[
https://issues.apache.org/jira/browse/BEAM-4301?page=com.atlassian.jira.plugin.system.issuetabpanels:comment-tabpanel&focusedCommentId=17188664#comment-17188664
]
Beam JIRA Bot commented on BEAM-4301:
-------------------------------------
This issue was marked "stale-P2" and has not received a public comment in 14
days. It is now automatically moved to P3. If you are still affected by it, you
can comment and move it back to P2.
> NullPointerException with ValueState of custom class
> ----------------------------------------------------
>
> Key: BEAM-4301
> URL: https://issues.apache.org/jira/browse/BEAM-4301
> Project: Beam
> Issue Type: Bug
> Components: sdk-java-core
> Affects Versions: 2.4.0
> Reporter: Xiu Shi
> Priority: P3
>
> This is an issue introduced by Beam version 2.4.0, which breaks my current
> implementation of stateful processing during unit test with direct runner.

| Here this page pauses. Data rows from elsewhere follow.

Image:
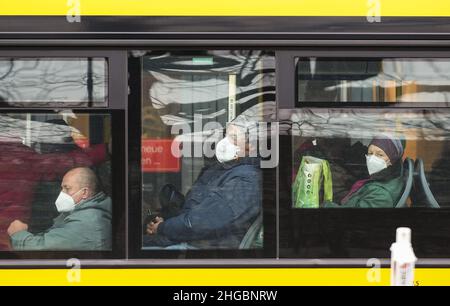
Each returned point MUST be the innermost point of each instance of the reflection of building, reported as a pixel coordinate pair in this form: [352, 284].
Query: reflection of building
[375, 81]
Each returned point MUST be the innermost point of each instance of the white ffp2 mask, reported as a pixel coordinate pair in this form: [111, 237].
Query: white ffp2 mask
[65, 203]
[226, 150]
[375, 164]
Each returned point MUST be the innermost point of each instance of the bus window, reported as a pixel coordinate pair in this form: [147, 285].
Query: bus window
[373, 81]
[341, 197]
[55, 182]
[44, 82]
[361, 158]
[202, 186]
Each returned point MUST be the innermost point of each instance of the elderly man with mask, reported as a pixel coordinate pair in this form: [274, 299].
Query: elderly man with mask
[223, 202]
[84, 223]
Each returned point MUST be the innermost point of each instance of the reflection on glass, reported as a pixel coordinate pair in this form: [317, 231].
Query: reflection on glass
[373, 80]
[54, 182]
[370, 158]
[74, 81]
[193, 200]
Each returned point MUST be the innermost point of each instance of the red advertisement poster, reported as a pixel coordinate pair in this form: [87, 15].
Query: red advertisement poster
[157, 156]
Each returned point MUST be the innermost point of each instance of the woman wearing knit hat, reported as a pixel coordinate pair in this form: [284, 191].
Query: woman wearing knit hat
[385, 184]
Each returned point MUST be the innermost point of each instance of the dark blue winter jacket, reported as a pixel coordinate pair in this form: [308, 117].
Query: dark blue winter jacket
[220, 207]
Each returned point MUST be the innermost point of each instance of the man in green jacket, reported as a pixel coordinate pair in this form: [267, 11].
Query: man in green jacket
[385, 184]
[84, 223]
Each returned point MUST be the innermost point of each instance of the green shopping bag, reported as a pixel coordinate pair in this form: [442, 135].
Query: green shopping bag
[313, 173]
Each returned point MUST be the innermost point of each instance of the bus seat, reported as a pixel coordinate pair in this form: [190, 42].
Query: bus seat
[252, 233]
[408, 175]
[422, 184]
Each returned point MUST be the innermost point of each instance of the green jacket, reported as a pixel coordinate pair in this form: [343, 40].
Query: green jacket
[86, 228]
[382, 191]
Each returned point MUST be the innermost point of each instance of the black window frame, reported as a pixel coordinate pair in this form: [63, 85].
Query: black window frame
[116, 108]
[269, 250]
[287, 103]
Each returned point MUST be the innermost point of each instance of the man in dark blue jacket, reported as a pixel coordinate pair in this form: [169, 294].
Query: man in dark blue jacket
[222, 204]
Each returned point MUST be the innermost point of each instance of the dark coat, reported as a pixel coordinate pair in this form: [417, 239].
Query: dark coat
[220, 207]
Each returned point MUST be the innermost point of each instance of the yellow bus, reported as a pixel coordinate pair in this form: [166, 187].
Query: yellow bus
[199, 143]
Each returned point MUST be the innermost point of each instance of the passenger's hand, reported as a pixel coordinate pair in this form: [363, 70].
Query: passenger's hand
[152, 227]
[17, 226]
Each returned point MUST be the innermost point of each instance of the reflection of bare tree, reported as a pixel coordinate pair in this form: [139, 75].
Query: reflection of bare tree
[53, 80]
[359, 123]
[182, 89]
[18, 127]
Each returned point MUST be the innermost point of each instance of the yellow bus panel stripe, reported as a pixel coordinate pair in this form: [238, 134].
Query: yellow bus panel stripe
[215, 277]
[400, 8]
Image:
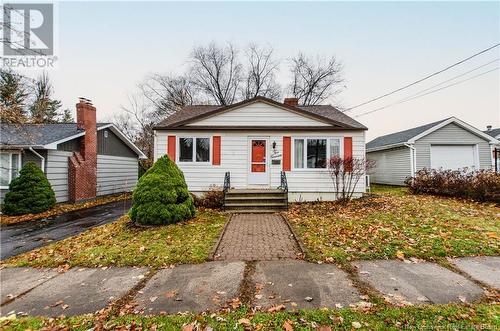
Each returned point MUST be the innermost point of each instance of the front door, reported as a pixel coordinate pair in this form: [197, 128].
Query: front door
[259, 173]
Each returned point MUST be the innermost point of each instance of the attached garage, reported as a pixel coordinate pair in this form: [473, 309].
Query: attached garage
[454, 157]
[446, 144]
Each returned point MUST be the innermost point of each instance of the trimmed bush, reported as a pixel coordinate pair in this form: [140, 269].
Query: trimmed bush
[29, 193]
[481, 185]
[162, 196]
[213, 198]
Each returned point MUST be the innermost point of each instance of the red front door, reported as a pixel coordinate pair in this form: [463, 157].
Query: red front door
[258, 156]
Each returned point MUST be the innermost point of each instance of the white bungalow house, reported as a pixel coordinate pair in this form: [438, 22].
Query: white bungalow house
[258, 139]
[447, 144]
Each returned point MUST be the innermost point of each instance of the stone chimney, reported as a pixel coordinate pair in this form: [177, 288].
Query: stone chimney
[291, 102]
[82, 165]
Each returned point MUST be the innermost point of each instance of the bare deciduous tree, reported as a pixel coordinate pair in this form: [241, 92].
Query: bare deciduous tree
[13, 97]
[168, 93]
[137, 122]
[315, 80]
[216, 71]
[260, 76]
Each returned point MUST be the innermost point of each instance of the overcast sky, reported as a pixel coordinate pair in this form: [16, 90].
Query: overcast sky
[105, 49]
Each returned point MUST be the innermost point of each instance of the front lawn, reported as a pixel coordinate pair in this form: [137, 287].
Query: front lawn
[392, 223]
[122, 244]
[480, 316]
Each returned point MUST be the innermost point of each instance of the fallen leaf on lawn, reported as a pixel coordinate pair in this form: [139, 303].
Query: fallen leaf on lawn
[276, 308]
[171, 294]
[356, 325]
[288, 325]
[235, 303]
[189, 327]
[244, 321]
[57, 303]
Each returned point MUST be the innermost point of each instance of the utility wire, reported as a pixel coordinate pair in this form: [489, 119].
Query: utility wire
[422, 79]
[419, 95]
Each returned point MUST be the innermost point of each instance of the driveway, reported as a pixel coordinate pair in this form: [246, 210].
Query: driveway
[26, 236]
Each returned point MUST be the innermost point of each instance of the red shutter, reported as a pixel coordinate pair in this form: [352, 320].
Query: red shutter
[171, 147]
[287, 153]
[348, 153]
[216, 150]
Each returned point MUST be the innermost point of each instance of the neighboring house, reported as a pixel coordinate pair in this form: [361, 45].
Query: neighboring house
[255, 140]
[495, 133]
[448, 144]
[81, 160]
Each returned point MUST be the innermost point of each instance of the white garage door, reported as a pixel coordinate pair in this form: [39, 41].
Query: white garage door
[453, 156]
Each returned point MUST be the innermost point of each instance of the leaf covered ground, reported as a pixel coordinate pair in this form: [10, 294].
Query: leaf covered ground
[123, 244]
[394, 224]
[64, 208]
[441, 317]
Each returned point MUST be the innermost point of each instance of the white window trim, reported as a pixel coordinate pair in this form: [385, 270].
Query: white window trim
[10, 166]
[341, 151]
[193, 160]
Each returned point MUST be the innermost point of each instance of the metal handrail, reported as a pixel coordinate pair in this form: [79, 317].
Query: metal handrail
[284, 185]
[227, 182]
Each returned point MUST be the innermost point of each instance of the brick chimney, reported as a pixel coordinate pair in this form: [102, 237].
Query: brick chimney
[82, 165]
[291, 102]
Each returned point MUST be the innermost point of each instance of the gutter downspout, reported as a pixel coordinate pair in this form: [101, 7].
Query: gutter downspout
[41, 158]
[413, 163]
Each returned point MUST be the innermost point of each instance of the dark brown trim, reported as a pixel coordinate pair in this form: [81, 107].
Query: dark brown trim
[261, 99]
[257, 128]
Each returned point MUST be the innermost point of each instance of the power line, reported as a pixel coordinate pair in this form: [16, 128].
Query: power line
[419, 95]
[422, 79]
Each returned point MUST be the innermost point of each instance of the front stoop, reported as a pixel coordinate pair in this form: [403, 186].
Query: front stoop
[255, 201]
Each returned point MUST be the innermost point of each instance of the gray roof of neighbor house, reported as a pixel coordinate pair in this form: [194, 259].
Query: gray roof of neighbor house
[401, 136]
[37, 134]
[325, 113]
[493, 132]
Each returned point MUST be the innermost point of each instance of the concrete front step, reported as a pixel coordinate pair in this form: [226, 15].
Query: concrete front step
[255, 200]
[254, 211]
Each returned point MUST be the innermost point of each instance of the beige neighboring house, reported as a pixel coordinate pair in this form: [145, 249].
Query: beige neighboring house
[447, 144]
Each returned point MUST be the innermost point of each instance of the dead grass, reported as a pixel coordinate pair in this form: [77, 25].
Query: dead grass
[394, 224]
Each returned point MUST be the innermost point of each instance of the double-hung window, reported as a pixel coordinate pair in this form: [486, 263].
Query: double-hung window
[10, 164]
[194, 149]
[314, 153]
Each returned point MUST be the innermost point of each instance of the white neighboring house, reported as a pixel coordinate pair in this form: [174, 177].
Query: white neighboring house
[447, 144]
[255, 140]
[495, 133]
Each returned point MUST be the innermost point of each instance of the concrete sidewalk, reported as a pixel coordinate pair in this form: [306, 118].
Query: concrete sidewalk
[215, 285]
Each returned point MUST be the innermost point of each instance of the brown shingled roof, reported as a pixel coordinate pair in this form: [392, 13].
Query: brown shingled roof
[324, 113]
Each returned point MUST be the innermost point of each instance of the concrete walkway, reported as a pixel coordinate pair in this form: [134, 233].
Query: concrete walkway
[23, 237]
[257, 237]
[215, 285]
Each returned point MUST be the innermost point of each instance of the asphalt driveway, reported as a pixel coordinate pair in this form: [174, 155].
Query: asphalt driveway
[23, 237]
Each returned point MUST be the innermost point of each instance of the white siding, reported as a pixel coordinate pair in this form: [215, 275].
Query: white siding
[392, 166]
[259, 114]
[57, 173]
[116, 174]
[235, 158]
[451, 134]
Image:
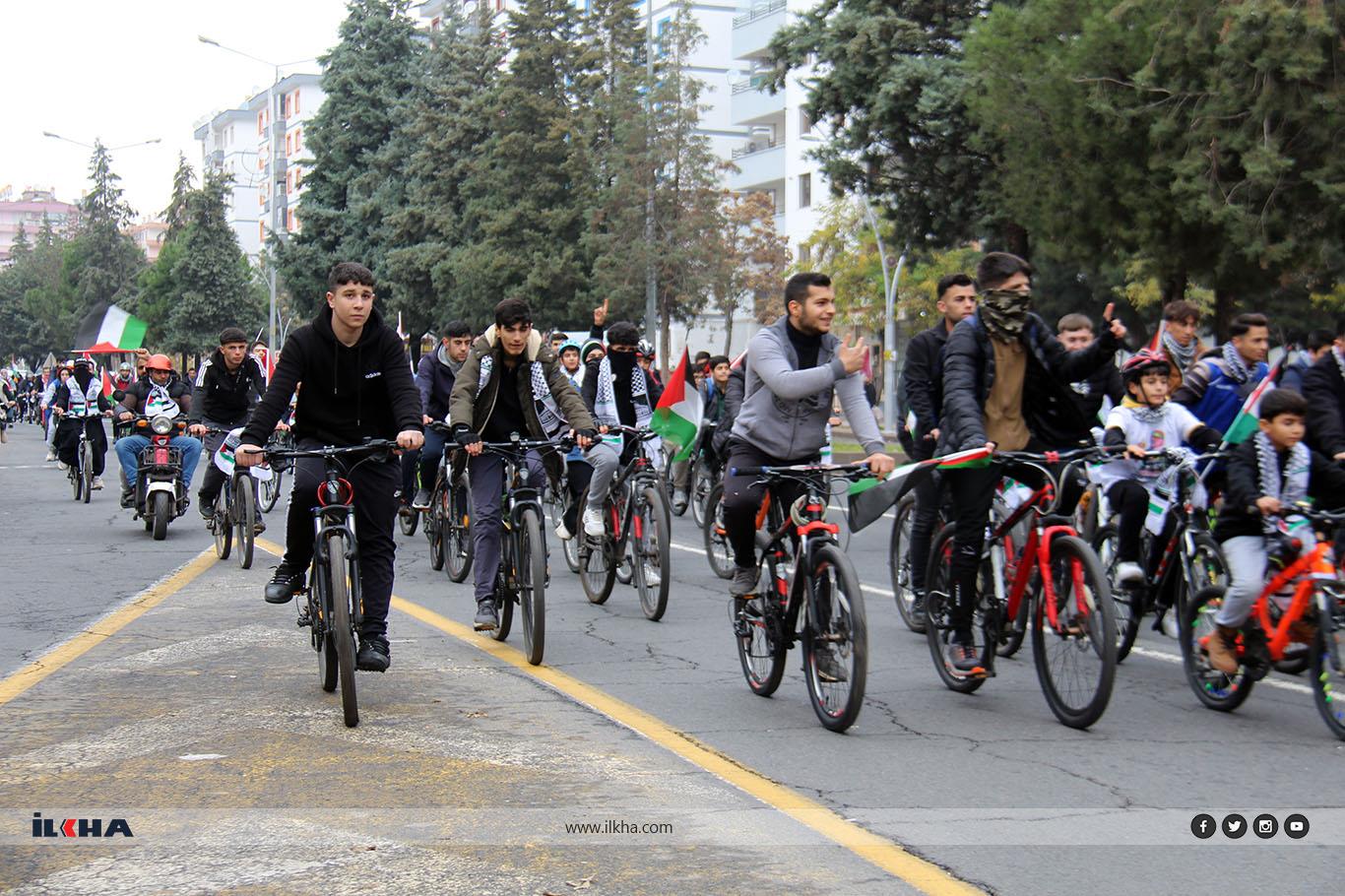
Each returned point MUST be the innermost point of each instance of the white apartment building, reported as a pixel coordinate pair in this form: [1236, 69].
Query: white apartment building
[263, 150]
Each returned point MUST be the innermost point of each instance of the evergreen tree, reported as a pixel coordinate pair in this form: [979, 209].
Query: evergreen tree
[366, 77]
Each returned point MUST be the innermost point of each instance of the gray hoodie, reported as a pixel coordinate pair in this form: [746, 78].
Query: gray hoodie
[785, 410]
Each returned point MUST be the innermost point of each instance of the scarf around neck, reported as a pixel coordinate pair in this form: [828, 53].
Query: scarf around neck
[1005, 312]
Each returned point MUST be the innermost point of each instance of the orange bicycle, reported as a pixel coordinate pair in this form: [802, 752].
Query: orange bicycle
[1313, 615]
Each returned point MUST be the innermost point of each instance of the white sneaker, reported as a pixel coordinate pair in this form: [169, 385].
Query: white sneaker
[1128, 573]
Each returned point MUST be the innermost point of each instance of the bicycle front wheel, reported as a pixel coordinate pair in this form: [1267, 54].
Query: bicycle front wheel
[532, 586]
[341, 631]
[835, 656]
[650, 560]
[1076, 658]
[245, 509]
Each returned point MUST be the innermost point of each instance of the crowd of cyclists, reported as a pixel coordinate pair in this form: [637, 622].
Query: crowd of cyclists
[992, 382]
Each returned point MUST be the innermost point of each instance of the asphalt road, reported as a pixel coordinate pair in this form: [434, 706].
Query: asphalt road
[989, 786]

> I'm write a DoFn that has a `ValueState` of a custom class which acts as
> caching. In short, the first item will run through the DoFn just fine, then
> NullPointerException will be thrown before the second item reaches the DoFn.
> If I switch to `ValueState` of a string, then everything works fine.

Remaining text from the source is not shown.